Im Bucher Brack bei Jerichow sind während des Hochwassers 2013 mehr als 50 Nabu-Tiere umgekommen. Heute gibt es in Tangermünde eine Demo.

Jerichow/Stendal l Im Bucher Brack sind im vergangenen Jahr beim Elbhochwasser mehr Nabu-Tiere ums Leben gekommen, als bisher bekannt war. Bislang wurde von 20 Konikpferden und 25Auerochsen gesprochen. Vermutlich sind es allerdings 23Konikpferde, 28Auerochsen sowie einige Kälber. "Ich kann die genaue Zahl der toten Tiere nicht benennen", sagte Stendals Nabu-Kreisvorsitzender Dr. Peter Neuhäuser auf Anfrage der Volksstimme. "Letztendlich ist auch völlig irrelevant, wie viele Tiere es sind", sagte Neuhäuser.

Neuhäuser hatte am 4. Juni 2013 - also bei Herannahen des Hochwassers - in einer Auflistung an die Stadt Jerichow von 23 Konikpferden, 29 Auerochsen und einigen Kälbern gesprochen, die im Bucher Brack zu evakuieren seien. Sowohl der Jerichower Gemeindebürgermeister Harald Bothe als auch Neuhäuser bestätigen die Angaben aus diesem Brief.
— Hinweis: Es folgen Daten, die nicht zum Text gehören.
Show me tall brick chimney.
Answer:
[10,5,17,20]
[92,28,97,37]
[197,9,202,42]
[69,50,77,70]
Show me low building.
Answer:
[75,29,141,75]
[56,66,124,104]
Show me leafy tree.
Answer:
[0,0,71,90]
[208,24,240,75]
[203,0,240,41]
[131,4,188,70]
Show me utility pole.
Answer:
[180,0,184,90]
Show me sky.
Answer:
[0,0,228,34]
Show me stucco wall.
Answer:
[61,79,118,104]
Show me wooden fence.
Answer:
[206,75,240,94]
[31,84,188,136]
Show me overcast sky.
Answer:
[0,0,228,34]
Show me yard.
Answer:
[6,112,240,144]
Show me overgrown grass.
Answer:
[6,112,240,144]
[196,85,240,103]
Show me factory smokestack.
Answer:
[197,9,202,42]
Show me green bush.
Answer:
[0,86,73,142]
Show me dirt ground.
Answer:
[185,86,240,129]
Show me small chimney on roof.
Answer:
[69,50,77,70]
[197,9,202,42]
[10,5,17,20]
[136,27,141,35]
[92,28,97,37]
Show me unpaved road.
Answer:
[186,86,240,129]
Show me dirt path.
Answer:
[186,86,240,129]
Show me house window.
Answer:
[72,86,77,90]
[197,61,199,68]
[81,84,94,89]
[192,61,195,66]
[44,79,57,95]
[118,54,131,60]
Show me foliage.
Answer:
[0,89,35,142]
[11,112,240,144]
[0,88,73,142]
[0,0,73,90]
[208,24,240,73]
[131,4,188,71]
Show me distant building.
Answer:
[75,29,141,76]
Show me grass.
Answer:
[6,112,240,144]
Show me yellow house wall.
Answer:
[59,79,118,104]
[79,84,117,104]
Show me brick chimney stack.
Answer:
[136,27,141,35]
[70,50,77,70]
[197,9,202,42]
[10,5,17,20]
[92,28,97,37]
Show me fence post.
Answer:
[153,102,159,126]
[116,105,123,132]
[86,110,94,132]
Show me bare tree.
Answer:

Neuhäuser: "Ich kenne die Zahl der toten Tiere nicht genau"

Er könne demgegenüber die Zahl der toten Tiere nicht benennen, sagte Neuhäuser. Einerseits, weil nicht alle Kadaver gefunden worden seien, und andererseits weil er nicht wisse, wie viele Tiere während des Hochwassers durch den Landkreis Jerichower Land erschossen worden seien. "Es sind zwischen vier und 18Schüsse gefallen und mindestens ein Rind getötet worden", sagte Neuhäuser.

Er habe unterdessen über seinen Magdeburger Anwalt eine Anfrage an den Landkreis diesbezüglich gerichtet. "Eine Antwort habe ich bisher nicht bekommen", so der Nabu-Chef. Der Landkreis Jerichower Land hat genauso eine Anzeige bei der Polizei gegen den Nabu-Kreisverband eingereicht wie eine Bürgerinitiative. Die Staatsanwaltschaft prüft derzeit, inwiefern vorsätzliche Tötung oder Quälen der Tiere durch den Nabu vorliegt (die Volksstimme berichtete). Harald Bothe sagt: "Es gab genügend Zeit, die Tiere zu evakuieren."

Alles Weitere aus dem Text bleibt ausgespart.